The study of Nakata et al. [19] also demonstrates that, although the late H/M ratio may have a threshold for dichotomizing patients into higher-risk and lower-risk categories for a fatal outcome, the patient survival rate decreases linearly depending on impairment in cardiac MIBG activity. More recently, we evaluated the classification certainty of observer reproducibility of planar late H/M ratio in patients with HF [20]. We found that within the range of H/M values from 1.54 to 1.66 the agreement between paired intraobserver measurements falls below 80 %, reaching a nadir of approximately 50 % around 1.60, the proposed clinical cut-off value. Therefore, when a single late H/M ratio measurement falls between 1.54 and 1.66, there is a substantial chance that the dichotomous classification will change if the measurement is repeated by the same observer. This area of uncertainty creates a “measurement gray zone” that for interobserver variability is somewhat larger (1.52 to 1.68). These results might have important implications both for interpretation of available MIBG studies and for application in patient’s clinical decision making. Our analysis outlines the potential limitations of a dichotomous interpretation of late H/M ratio results. In fact, similarly to all other measurements in medicine, late H/M ratio does not carry strict dichotomous implications as to which prognosis or treatment is best, and this is especially true close to the cut-off value. It must be outlined that for observer reproducibility we can consider the observations for the same subject as a series of measurements of a quantity that does not vary over the period of observation. On the other hand, when the quantity being measured is physiologically unstable or may vary under different conditions, as in a test–retest study, the classification certainty could be lower and the probability of misclassification higher than we found in our observer reproducibility analysis of late H/M ratio.

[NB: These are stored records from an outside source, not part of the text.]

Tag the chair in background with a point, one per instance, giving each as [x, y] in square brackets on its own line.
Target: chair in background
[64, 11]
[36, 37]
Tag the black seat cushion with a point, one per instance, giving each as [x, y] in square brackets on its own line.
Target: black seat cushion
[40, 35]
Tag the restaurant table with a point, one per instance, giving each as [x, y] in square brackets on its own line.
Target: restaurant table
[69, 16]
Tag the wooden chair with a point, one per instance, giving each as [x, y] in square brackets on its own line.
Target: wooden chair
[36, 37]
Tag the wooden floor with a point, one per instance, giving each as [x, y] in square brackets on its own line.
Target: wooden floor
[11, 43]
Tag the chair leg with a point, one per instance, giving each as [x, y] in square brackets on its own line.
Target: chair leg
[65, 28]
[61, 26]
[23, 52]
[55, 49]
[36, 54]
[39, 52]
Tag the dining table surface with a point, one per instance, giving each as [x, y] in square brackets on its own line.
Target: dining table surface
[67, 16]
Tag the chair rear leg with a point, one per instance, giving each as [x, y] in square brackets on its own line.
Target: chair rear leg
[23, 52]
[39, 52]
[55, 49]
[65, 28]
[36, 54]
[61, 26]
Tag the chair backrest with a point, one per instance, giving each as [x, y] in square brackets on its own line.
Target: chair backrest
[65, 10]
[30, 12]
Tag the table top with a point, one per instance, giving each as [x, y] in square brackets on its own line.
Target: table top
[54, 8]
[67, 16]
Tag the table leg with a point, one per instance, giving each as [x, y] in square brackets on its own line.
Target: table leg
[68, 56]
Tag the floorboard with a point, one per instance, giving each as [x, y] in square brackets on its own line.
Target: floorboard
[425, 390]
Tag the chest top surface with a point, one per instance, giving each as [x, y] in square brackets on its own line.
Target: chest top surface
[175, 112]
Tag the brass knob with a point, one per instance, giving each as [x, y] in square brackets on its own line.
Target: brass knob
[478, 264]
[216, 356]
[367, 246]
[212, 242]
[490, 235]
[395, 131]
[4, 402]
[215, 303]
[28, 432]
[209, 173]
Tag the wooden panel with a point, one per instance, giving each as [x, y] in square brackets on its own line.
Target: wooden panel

Unfortunately, Parker et al. [9] did not evaluate the “incremental” prognostic value of H/M ratio over other available information. The performance of prediction models can be assessed using a variety of different methods and metrics, such as the concordance statistic for discriminative ability, and goodness-of-fit statistics for calibration. Moreover, several new measures have recently been proposed that can be seen as refinements of discrimination measures, including variants of the c statistic for survival, reclassification tables, net reclassification improvement, and integrated discrimination improvement [21]. The c-index, a measure of model discrimination that varies from 0.5 (no better than a coin flip) to 1.0 (perfect discrimination), is rarely above 0.8 for published HF survival models. It may be of interest to know if a model including MIBG information would perform substantially better than this value. All these challenges, included those noted by Parker et al. [9], have slowed the wider clinical use of cardiac MIBG imaging, and the great potential of adrenergic system imaging still needs to be investigated in larger prospective studies before cardiac 123I-MIBG imaging can become a valuable addition to clinical guidelines.